University of Virginia Cancels 21-Gun Salute for Veterans Day

The historic University of Virginia, which was founded by Thomas Jefferson, canceled the 21-gun salute portion of its Veterans Day celebration, Fox News reports.

For the last ten years, the 21-gun salute would take place after a 24-hour vigil and Veterans Day ceremony, and is a common part of many Veterans Day commemorations around the country.

However, the decision to cancel the salute was announced by Jim Ryan, the president of the University of Virginia, after it was agreed to by the school’s provost office and the colonel in charge of the school’s Reserve Officers’ Training Corps (ROTC) program.
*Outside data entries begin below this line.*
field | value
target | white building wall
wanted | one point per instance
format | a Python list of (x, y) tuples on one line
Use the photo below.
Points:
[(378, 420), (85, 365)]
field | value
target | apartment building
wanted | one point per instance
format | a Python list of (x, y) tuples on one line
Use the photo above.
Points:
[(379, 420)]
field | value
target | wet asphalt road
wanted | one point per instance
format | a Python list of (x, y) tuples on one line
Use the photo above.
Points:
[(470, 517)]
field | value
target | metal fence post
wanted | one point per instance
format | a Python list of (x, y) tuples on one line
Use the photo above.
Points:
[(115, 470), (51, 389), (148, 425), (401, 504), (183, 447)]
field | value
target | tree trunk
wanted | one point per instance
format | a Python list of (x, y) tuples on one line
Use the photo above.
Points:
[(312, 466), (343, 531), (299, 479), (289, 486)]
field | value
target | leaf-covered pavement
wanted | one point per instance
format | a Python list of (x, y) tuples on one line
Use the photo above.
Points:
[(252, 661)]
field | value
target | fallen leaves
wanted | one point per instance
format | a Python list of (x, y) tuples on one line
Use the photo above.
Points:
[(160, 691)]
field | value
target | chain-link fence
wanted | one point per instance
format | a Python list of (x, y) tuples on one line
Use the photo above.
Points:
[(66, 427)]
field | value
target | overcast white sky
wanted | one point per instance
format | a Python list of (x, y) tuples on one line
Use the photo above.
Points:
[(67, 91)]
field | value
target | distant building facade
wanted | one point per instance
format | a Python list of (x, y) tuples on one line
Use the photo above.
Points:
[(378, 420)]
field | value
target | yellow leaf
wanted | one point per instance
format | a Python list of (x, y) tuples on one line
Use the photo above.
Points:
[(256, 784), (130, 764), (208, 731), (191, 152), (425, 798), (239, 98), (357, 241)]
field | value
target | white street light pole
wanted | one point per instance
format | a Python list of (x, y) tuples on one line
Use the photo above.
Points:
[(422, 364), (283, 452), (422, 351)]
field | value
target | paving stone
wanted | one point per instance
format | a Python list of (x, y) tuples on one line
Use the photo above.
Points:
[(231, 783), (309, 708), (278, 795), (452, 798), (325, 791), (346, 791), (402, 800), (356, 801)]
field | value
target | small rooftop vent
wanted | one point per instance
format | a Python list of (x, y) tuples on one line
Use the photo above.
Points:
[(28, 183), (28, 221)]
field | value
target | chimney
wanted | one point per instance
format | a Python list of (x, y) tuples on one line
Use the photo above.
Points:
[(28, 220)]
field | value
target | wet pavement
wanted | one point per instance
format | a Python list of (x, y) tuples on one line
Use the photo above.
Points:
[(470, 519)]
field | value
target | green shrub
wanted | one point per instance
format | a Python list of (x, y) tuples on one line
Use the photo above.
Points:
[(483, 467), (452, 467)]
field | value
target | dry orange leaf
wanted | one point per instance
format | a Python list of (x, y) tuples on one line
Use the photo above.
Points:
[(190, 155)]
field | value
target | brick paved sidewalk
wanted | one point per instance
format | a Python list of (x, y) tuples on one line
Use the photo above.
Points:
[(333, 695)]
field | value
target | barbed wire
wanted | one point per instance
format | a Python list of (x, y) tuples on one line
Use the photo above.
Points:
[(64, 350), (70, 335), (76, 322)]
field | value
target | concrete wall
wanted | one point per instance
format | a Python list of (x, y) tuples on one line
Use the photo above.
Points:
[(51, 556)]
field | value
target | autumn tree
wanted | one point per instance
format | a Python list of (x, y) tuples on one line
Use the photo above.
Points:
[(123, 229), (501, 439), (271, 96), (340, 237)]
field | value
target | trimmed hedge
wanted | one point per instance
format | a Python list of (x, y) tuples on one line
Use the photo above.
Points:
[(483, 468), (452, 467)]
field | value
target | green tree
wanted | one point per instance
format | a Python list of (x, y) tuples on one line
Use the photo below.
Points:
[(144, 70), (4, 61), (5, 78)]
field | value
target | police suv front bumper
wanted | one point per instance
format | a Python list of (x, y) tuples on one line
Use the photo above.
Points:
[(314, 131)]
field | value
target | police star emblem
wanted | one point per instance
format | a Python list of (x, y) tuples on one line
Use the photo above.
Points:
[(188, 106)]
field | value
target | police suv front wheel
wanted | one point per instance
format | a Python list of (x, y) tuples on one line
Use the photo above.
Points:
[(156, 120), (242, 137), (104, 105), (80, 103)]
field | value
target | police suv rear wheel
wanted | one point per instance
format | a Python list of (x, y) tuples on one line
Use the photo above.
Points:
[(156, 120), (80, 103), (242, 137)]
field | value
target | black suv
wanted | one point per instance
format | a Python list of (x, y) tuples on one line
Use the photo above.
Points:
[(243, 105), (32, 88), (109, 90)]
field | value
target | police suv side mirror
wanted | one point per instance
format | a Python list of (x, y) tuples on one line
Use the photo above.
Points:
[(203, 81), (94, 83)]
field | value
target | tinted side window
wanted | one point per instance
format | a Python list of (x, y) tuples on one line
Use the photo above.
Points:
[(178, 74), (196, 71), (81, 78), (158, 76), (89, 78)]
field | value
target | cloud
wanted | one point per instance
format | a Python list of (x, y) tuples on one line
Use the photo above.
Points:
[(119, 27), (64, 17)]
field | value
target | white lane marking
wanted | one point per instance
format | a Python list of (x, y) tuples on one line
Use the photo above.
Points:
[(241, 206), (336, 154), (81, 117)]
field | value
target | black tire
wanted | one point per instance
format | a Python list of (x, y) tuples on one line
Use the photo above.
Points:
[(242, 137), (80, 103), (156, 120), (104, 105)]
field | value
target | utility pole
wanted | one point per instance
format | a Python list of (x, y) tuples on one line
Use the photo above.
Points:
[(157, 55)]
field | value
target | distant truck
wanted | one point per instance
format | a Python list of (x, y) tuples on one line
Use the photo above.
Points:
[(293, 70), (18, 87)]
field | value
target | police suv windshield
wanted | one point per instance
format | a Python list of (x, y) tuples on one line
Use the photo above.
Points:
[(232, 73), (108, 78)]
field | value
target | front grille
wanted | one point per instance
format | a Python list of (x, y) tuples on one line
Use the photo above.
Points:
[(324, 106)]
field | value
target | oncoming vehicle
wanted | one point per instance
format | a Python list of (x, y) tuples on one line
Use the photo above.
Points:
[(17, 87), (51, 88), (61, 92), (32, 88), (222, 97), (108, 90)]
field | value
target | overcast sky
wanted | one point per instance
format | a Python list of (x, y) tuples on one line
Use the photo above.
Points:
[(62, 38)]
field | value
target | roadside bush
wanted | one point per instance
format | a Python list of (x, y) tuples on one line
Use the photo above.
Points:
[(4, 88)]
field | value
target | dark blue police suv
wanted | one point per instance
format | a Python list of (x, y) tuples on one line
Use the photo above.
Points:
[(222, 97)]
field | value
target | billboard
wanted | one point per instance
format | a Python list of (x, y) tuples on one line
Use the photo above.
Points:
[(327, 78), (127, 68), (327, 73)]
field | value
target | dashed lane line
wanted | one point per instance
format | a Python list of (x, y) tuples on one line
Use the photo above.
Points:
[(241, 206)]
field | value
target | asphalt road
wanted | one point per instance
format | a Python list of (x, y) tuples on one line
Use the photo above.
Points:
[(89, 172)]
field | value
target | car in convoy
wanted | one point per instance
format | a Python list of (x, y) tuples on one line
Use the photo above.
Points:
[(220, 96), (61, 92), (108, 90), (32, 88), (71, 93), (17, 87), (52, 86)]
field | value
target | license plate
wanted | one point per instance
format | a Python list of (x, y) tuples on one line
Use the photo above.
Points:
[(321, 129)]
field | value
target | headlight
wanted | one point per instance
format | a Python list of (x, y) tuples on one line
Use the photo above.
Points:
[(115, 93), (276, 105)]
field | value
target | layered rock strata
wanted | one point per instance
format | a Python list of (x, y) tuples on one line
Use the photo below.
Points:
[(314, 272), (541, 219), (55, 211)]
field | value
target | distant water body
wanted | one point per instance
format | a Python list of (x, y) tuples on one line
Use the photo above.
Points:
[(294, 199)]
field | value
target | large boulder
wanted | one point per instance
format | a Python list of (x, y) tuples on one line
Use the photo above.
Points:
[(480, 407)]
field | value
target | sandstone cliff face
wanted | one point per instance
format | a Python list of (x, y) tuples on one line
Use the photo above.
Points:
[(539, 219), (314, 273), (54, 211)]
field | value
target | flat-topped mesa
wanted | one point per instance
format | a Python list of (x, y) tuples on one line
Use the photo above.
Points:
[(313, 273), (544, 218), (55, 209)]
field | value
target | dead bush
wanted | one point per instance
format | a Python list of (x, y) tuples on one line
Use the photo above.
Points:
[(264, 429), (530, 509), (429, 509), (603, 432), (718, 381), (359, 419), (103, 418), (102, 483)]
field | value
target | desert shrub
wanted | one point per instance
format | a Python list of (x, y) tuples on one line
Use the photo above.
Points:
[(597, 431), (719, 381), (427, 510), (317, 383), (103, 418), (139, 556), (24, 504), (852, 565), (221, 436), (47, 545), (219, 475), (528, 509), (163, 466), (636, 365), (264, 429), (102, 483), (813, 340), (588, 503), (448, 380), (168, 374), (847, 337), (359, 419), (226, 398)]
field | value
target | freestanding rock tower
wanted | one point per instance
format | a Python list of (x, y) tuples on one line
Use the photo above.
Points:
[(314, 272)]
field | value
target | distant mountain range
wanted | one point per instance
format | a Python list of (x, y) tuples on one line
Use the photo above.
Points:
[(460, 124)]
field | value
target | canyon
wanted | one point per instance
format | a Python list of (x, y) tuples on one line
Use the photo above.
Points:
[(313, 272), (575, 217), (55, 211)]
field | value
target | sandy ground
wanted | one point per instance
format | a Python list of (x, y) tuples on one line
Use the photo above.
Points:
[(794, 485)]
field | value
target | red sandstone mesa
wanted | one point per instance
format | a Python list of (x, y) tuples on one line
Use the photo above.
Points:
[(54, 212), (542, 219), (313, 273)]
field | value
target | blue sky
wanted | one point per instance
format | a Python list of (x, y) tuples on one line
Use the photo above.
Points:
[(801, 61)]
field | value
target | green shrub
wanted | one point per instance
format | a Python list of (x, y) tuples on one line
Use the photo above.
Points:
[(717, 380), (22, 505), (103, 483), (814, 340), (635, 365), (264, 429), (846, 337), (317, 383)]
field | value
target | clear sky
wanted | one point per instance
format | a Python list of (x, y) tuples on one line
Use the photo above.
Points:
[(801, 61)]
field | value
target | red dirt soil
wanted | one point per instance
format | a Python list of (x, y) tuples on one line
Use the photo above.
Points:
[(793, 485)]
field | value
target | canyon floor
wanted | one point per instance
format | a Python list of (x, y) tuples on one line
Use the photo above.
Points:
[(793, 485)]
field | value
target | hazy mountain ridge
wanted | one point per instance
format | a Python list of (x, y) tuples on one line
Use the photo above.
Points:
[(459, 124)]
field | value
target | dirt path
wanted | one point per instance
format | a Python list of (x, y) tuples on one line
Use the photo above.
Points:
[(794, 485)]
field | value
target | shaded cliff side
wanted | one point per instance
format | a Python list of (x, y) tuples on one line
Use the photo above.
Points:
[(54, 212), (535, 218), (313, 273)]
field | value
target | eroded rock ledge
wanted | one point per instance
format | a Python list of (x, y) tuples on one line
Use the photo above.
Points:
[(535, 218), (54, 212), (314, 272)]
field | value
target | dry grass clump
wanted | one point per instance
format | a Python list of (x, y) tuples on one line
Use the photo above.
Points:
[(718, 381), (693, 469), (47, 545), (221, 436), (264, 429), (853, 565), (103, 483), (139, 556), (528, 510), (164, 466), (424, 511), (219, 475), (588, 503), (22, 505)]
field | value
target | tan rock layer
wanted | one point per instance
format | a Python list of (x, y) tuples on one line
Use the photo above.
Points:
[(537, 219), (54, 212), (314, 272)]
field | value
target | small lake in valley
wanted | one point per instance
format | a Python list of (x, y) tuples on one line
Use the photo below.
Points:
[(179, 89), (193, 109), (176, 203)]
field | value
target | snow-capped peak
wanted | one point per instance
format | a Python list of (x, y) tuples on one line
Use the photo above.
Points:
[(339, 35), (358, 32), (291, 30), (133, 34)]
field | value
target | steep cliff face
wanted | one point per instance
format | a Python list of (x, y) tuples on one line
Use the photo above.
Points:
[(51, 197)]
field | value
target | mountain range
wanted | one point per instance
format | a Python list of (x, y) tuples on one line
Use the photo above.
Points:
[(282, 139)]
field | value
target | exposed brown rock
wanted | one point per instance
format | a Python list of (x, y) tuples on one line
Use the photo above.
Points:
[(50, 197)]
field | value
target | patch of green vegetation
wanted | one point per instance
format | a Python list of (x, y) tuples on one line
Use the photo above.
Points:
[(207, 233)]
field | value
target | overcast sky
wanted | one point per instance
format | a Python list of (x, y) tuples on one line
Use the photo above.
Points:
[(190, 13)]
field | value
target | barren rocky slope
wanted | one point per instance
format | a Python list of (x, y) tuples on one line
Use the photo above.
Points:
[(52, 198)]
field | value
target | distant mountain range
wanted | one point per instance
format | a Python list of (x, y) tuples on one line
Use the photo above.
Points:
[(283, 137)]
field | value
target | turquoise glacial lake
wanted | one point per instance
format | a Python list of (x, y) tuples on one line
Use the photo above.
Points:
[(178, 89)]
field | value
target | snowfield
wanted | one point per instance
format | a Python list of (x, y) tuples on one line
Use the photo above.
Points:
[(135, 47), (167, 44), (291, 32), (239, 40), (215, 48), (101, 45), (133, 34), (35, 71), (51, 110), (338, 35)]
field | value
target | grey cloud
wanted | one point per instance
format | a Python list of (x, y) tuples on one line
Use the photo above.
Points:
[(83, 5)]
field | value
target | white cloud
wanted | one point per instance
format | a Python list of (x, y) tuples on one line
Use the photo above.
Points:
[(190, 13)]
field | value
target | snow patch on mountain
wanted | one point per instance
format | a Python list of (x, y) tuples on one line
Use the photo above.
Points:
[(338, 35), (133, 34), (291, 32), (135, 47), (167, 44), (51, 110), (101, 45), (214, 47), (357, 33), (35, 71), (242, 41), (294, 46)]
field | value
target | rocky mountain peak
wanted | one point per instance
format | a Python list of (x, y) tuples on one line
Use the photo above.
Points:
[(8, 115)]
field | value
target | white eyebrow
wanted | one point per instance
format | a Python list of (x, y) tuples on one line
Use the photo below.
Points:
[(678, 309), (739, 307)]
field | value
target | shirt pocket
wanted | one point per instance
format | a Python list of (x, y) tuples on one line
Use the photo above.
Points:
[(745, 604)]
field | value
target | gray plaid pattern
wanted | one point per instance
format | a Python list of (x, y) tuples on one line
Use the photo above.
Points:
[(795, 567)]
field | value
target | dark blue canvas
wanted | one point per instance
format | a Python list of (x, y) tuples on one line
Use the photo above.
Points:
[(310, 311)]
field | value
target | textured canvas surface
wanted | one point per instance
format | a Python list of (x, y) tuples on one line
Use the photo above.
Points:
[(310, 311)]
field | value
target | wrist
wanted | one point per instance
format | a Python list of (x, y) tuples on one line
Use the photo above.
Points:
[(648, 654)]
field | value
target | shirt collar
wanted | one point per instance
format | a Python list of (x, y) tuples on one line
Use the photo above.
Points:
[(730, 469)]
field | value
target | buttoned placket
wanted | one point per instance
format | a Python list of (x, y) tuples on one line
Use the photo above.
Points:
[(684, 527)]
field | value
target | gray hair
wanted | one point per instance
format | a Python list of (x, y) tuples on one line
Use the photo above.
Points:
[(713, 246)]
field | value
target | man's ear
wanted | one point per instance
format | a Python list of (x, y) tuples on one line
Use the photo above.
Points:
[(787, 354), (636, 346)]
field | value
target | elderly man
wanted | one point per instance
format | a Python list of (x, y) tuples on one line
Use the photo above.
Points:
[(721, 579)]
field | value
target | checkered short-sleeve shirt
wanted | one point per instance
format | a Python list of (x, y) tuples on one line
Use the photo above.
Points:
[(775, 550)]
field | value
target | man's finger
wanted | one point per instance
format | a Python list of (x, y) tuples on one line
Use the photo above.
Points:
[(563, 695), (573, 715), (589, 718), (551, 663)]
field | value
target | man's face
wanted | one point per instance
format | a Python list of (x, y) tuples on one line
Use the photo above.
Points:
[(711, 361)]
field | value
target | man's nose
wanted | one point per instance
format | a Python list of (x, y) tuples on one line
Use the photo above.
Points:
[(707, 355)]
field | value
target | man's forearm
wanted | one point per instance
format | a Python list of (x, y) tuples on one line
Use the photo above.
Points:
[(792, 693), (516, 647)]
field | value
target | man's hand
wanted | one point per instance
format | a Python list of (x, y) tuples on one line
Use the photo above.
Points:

In a Facebook statement justifying the decision, Ryan claimed that it would be “disruptive to classes” and might “cause a panic” due to fears of gun violence on college campuses. Ryan also claimed that the 21-gun salute is not required for Veterans Day the way they are for Memorial Day ceremonies, “which are specifically dedicated to those who have lost their lives in service to our country.”

The decision was criticized by veterans and alumni of the school, including former ROTC student Jay Levine, who said he was “very disillusioned, very upset, and very surprised that they would make such a decision,” adding that “freedom isn’t free…and that cost is borne by the veterans and the families of those veterans.”